Every day, the engineers at MTI are working to solve complex manufacturing challenges through diverse applications of friction welding. They design the machines that help make our customers’ parts even better — and they’re passionate about their work.
Today, we’re pleased to introduce you to one of our Apprentices, Luke Barrett, 22 who talks us through how he came to be an Engineering Apprentice at MTI.
So Luke, how long have you been at MTI and how did you get here?
Well I started doing A-levels at college but after a year I realised they just weren’t for me- I just didn’t really enjoy the academic side. Both my Dad and Grandad were Engineers, and I used to do summer work experience with them which I loved. I heard about MTI through a college apprenticeship scheme and thought I'd give it a shot! Although I didn’t have any A-levels my interviews went well and I’ve now been here 4 years.
So what type of work have you undertaken in those 4 years?

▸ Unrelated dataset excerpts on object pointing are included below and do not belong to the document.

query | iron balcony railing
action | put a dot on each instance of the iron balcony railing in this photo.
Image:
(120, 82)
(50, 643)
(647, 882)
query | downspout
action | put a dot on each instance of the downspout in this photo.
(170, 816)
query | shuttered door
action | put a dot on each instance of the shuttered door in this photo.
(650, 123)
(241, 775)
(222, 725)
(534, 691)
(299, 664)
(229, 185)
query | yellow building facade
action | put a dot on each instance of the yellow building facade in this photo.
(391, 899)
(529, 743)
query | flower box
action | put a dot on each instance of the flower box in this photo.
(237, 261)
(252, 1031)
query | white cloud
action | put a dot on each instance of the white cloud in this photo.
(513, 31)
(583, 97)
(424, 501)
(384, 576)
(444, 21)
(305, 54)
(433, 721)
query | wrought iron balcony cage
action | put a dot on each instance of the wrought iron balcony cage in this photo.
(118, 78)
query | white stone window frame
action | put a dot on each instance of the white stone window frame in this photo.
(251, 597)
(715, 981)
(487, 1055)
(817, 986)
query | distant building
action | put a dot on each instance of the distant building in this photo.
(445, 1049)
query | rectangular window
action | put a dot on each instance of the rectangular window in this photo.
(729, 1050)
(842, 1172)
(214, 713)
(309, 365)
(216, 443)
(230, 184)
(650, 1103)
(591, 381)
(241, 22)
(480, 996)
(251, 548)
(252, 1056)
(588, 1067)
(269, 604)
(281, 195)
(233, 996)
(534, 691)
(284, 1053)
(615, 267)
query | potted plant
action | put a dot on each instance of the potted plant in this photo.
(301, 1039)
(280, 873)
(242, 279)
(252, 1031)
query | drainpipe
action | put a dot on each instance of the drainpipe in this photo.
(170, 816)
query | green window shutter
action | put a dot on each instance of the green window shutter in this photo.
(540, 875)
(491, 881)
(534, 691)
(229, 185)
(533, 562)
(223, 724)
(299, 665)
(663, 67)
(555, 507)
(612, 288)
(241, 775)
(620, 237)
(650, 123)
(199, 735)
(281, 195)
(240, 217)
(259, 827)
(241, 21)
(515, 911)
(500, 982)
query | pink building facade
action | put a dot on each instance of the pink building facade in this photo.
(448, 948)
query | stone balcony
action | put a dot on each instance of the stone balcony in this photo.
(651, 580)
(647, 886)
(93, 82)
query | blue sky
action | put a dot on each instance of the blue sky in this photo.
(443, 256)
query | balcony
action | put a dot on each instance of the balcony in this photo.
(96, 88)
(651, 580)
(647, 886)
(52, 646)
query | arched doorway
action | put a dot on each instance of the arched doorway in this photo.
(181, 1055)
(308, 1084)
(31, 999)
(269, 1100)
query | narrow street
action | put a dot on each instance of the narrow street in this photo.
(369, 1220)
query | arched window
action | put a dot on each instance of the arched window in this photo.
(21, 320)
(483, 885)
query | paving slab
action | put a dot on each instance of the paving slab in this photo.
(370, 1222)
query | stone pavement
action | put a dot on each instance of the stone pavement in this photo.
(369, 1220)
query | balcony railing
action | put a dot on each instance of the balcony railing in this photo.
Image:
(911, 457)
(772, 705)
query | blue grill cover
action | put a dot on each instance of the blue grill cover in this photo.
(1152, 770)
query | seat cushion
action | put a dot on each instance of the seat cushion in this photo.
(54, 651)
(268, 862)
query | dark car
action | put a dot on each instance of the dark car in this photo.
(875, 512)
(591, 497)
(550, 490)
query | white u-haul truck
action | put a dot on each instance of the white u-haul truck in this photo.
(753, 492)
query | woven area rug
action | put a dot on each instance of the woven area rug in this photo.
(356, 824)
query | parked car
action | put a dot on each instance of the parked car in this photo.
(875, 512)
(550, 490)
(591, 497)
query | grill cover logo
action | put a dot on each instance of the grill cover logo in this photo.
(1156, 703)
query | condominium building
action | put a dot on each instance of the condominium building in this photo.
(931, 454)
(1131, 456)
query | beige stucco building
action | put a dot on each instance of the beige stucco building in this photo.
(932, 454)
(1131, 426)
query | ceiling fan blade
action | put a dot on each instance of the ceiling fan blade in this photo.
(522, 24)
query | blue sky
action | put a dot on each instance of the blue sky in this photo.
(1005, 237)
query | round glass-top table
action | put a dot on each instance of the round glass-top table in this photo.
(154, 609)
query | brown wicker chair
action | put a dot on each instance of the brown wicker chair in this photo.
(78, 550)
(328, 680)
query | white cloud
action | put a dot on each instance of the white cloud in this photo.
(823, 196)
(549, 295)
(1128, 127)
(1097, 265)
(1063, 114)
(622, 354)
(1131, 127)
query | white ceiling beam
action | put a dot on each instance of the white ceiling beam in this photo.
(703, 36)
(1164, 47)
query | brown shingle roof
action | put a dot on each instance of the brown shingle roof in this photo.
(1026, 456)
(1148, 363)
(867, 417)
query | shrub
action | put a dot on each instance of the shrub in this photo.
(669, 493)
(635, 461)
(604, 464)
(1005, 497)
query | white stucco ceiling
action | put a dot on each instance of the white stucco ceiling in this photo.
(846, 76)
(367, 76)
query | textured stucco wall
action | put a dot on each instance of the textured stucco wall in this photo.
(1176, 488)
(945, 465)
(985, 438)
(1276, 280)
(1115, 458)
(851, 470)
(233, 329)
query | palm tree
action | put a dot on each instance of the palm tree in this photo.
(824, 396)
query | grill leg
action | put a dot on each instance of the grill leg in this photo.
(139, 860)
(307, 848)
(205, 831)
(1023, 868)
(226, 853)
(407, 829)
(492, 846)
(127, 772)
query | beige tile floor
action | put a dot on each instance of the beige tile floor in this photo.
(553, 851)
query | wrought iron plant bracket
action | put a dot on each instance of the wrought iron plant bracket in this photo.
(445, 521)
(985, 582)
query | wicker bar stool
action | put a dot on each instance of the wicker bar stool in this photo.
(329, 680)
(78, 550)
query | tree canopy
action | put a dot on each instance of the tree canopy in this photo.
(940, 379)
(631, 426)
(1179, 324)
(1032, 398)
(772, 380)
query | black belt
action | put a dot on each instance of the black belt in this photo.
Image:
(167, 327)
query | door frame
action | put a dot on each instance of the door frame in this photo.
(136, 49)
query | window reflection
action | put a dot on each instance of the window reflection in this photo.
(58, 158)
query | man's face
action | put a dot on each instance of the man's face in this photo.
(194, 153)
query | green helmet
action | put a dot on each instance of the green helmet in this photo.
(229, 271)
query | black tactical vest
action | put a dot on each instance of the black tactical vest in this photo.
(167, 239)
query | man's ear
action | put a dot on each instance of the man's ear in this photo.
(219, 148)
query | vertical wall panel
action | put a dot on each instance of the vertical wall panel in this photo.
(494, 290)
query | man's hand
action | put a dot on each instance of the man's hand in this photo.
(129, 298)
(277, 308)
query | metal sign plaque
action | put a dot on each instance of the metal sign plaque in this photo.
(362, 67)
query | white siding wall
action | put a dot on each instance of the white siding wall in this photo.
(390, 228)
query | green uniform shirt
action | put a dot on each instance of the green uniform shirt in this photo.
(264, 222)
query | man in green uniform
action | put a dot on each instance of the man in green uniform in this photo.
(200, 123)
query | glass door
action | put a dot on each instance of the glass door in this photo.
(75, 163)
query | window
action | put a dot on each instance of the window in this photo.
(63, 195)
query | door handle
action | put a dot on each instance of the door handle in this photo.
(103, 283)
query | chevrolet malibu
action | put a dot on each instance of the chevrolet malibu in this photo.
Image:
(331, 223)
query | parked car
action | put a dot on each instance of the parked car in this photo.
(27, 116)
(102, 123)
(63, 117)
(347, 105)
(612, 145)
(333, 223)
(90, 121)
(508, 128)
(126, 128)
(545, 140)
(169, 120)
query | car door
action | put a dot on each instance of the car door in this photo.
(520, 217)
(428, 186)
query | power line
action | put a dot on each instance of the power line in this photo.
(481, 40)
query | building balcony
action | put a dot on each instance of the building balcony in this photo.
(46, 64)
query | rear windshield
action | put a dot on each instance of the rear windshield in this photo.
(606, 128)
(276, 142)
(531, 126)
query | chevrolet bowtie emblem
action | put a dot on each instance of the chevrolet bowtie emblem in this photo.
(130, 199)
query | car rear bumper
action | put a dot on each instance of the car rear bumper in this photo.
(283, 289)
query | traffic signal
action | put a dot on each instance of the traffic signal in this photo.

I’m completing a SEMTA NVQ through Dudley college which means there are certain things that we have to cover. In my first year I moved around every department in the company, gaining general experience and knowledge in each area.
In the second year, I spent 6 months learning electrical engineering. This covers wiring machines, learning the technical drawings and wiring junction boxes and the main cabinets. I also worked in mechanical fitting which involved learning about the assembly of the machines, going from a single part to a headstock or tailstock assembly. I've also covered mechanical design which is a lot of computer based work, designing single parts and then designing full assemblies. I've also spent time in the machine shop using millers, lathes and CNC millers, and then finally I went back into design on the electrical side learning about electrical schematics and electrical drawings. MTI got very busy then though and pulled me back out onto the shop floor wiring machines and cabinets.
So how did the College and MTI appraise you during this time?
All of the apprentices do one day a week at college where we do lots of theory-based assignments based on the topics we've covered that semester. SEMTA also come to MTI to appraise and review the work we have completed and we have regular appraisals with MTI Directors.
So what now for you?
I’m currently halfway through a 2-year HNC course in Mechanical Engineering which has been funded by MTI. This course is all assignment based and covers more theory work such as the theory of engineering, working out currents, voltages, and weights along with mechanical science, electrical science and analytical methods.
At the end of the course, I’ll be a Level 4 qualified Engineer and have the choice to either go intofull-timee work or to continue education and complete a HND.
What’s been the best bit about your apprenticeship at MTI?
We get to go abroad to do a lot of ‘on the job’ learning. I’ve been to Poland twice and Italy so far to install new machines. After new machines have been tested at MTI they are then stripped down and sent off for delivery, I will go and put them back together at the other end.
What’s the biggest project you have worked on so far?
I’ve helped build a friction welder for KSS in Italy which took 10 days and a team off 4 to complete. I will also be going to Germany to help build a welder for Schmitz Cargobull which is one of the biggest we've ever built! This will be a 20-day project, working 13-hour days-it’s intense but enjoyable!
What do you think about your apprenticeship so far?
I’ve found it invaluable. I'm completely confident working on large machines now and have the knowledge to go out and work on my own. I particularly liked how we got to test out each department in the company as they are all so different.
I was never really academic and so engineering is a perfect career choice for my and I’m following in the footsteps of my Dad. I’m lucky I heard about MTI and they took me on as I don’t think engineering as a career choice is pushed in schools enough.
So what next Luke?
I will complete my HNC and hopefully bag a job with MTI in mechanical design. I loved working in the drawing office as although it's not based on the shop floor, I find that side of it really interesting. It’s very different to a stereotypical idea of what an engineer is but with the way technology is going, it will be so important to have these design skills.